With an electricity powered and somewhat warm, much cleaner than it was when we moved in place to call our own, we began to assimilate. Unfortunately our flat didn't contain many of the items we realized we would need to survive comfortably, so we spent the next few days supplementing the flat's furnishings. This was a somewhat laborious task, in that finding the items we need is made more difficult by a language barrier that we didn't know existed before we came. This is exemplified in the varying names that the English have for every type of thing, some being things you would think couldn't possibly have any other name in English than the name we give them. For instance, a pot (as in a cooking pot) is here called a hob. An oven is called an electric cooker. A laundry rack is called an indoor airer. A curling iron is called a curling tong. A weatherstrip is called a draft excluder.

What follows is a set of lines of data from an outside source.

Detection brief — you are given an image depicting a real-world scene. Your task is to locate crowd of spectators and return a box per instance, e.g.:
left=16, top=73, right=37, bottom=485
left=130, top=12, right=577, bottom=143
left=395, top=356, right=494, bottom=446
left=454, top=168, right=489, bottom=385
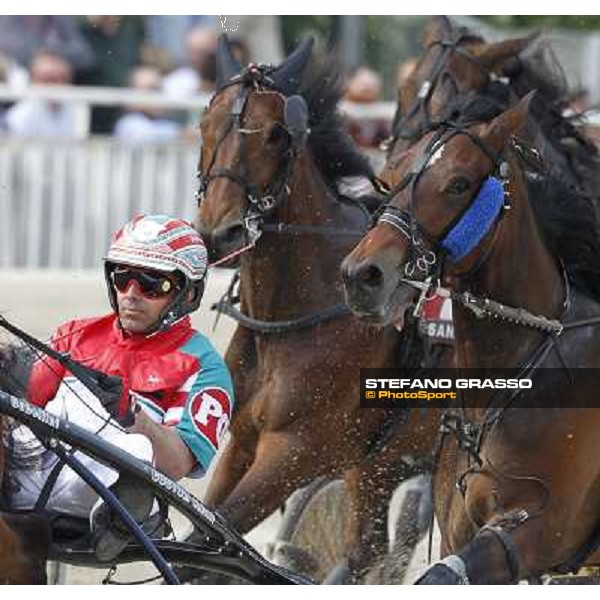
left=0, top=16, right=233, bottom=142
left=0, top=16, right=389, bottom=148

And meat is called dead animal flesh.

I made that last one up. But seriously, there is a small language barrier that doesn't hinge on pronunciation (although Warren, an individual mentioned earlier, did pronounce Wifi as "wee-fee"). Luckily for us, we found all the items we needed at a store called Argos, which is essentially a catalogue store: in the store there are probably 40-50 catalogues, all identical, which people come and look through. The catalogues have every item (except food items) that you might find at a Walmart. All you do is write down the number of the item, take it to the "tiller" or the cashier, and if it's in stock they go and retrieve it from some invisible warehouse-like room where they keep everything in the catalogue. The area for customers is probably not much bigger than a store you might find in a mall. Argos' slogan is "Argos-it".

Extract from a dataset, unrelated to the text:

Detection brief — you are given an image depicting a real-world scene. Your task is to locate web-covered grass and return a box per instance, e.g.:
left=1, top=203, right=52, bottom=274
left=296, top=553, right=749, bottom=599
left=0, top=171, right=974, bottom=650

After all the cleaning and furnishing and getting settled, we're beginning to feel like we have a home here. I've finished a week of class, and I feel confident that class is a whole separate sphere I will write about in the near future. Fortunately for me, my classes are peppered with interesting characters who I'm sure I can safely describe using pseudonyms. And fortunately for both Lauren and myself, we've met at least one couple who look to be a promising set of friends for the next 4 months, not to mention a number of individuals who we look forward to knowing more thoroughly. Of course, no one can replace the people we left behind at home, and by the time this is over we will be so ready for the incredibly lavish party that everyone will throw for us in honor of our homecoming.

This entry really being an effort to "catch-up," I hope the rest are more current and about more interesting things than the story of our arrival in London. As time passes I'm sure Lauren and I will entertain a wide range of thoughts, emotions and perceptions about this place and others that we visit, and if nothing else this blog will give them a place to be aired, much like the clothes hanging on our indoor airer.